Working Wonders

Birmingham embraces past while focusing on the future

In today's age, the minor league teams drawing the most fans are typically those with the newest ballparks.

That's not the case with the Birmingham Barons. Sure, Regions Park is newer than the stadium they left, but that can be said of every ballpark in America. After all, Rickwood Field is the oldest standing ballpark in the country.

Despite the fact that Regions Park is now the second-oldest in the Double-A Southern League, the Barons are consistently one of the circuit's top draws. This year, the Barons finished second in the league with a 74-63 record and sold 302,979 tickets, second-most in the league. But it doesn't even take a winning record to keep the turnstiles spinning. In 2006 and 2007, the Barons finsished eighth and ninth, respectively, but still drew the third-most fans in the league.
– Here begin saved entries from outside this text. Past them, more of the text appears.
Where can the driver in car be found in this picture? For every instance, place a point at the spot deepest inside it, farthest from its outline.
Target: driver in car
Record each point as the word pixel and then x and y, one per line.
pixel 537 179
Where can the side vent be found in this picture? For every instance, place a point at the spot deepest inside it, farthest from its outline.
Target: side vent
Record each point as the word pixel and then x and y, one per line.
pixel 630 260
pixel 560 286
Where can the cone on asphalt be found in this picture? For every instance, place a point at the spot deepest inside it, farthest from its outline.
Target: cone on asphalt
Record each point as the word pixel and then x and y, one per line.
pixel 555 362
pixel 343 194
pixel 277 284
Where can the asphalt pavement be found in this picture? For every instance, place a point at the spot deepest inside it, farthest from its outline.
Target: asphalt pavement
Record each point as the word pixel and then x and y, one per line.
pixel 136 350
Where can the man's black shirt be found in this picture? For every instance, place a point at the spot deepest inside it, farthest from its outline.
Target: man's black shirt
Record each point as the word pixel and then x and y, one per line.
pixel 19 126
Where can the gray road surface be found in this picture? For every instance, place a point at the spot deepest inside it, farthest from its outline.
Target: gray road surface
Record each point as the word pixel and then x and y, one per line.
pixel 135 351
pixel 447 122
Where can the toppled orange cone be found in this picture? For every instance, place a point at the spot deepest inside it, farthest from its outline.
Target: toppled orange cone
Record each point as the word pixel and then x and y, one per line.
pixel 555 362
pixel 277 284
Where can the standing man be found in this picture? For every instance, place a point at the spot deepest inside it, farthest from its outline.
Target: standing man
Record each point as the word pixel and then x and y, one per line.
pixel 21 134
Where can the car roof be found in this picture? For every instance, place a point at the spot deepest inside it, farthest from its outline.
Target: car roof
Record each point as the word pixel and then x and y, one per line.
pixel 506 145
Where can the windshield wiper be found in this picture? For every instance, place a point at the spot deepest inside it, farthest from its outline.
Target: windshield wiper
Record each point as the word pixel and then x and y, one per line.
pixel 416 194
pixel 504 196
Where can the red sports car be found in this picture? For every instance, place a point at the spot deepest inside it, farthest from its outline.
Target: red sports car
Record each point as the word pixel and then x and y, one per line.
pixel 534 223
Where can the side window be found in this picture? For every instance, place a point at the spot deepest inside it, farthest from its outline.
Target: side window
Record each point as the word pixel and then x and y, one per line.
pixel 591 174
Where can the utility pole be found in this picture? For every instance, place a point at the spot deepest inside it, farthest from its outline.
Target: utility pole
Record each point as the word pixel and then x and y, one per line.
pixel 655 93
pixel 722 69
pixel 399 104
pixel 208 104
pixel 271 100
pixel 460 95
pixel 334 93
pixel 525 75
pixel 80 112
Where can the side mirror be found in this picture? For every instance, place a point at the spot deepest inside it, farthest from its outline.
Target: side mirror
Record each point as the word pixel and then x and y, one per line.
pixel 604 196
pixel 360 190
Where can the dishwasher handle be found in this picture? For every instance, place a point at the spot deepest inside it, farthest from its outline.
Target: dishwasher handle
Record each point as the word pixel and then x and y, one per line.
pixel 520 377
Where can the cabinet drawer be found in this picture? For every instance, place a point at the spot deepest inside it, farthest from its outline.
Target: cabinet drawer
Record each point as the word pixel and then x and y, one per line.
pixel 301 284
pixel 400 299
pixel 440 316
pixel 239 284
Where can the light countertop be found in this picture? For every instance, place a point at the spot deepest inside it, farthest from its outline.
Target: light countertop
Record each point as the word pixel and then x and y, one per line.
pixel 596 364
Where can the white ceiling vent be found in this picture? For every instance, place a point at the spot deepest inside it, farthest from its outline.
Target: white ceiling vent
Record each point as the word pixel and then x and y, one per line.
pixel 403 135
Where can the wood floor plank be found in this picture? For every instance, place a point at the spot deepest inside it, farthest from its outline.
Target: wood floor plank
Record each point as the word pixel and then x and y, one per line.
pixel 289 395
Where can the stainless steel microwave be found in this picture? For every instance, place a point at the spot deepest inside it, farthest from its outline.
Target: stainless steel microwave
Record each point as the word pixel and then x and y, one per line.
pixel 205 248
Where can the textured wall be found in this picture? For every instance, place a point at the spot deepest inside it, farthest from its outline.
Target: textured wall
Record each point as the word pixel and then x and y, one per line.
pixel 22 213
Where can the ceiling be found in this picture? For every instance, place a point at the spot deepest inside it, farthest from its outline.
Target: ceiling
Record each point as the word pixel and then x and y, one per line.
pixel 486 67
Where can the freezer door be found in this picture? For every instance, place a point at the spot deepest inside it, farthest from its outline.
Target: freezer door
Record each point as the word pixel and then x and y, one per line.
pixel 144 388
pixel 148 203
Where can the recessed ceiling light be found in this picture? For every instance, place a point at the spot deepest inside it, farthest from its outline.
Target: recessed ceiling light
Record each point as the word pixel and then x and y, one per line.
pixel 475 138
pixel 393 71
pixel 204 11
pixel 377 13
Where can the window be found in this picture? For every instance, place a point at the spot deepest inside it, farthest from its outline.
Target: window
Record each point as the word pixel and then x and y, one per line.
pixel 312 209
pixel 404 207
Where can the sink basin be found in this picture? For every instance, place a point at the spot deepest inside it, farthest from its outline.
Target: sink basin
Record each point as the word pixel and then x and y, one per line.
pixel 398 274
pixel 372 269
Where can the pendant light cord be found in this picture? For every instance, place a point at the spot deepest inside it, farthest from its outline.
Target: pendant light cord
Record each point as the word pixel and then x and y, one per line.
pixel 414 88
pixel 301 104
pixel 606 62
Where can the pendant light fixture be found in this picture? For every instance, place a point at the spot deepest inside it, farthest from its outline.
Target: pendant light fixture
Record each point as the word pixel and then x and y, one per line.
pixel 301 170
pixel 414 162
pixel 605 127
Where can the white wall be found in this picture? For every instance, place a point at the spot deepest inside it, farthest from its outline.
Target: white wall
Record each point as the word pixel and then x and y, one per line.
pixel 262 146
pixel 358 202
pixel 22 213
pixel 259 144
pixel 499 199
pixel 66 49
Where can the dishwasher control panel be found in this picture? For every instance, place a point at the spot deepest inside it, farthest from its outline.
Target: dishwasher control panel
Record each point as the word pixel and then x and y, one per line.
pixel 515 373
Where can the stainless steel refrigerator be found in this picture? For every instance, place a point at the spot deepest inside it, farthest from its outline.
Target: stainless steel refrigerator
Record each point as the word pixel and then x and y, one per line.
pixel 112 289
"For us, we have identified what may be the needs and what people in this community desire and that's really clean, affordable, safe, family entertainment and that's what we provide," said Birmingham general manager Jonathan Nelson, whose club will host the SL all-star game in 2009. "We've identified what this community is about, what it values and what its needs are and we're doing our best to fill the needs and be the option for people to come out and enjoy Barons baseball games. My former boss here, Bill Hardekopf, once said we're in the memory-making business, and we take that to heart. We want to create a positive memory for everybody that comes out here, especially children."

They accomplish that mission with a commitment to tradition and by providing good, old-fashioned customer service. That's more difficult than it sounds, Southern League president Don Mincher said. It's also one of the reasons the Birmingham Barons are the Double-A recipients of the 2008 Freitas Award.

"It used to be that the first person you see at the ballpark is someone that isn't happy with their job," Mincher said. "Nowadays, the first person you see is a parking attendant that is happy to be there and is helpful, answering any questions the customer might have. Then, the next person you see will be the person that sells you your ticket and they always have a smile on their face and they're always there to help. These things are easy to do in April. The successful club keeps it going through the entire year in July and August. No matter how good your ballclub is, no matter how far ahead or behind they are in the standings, you'll always see employees with a smile on their face. Birmingham does that really well"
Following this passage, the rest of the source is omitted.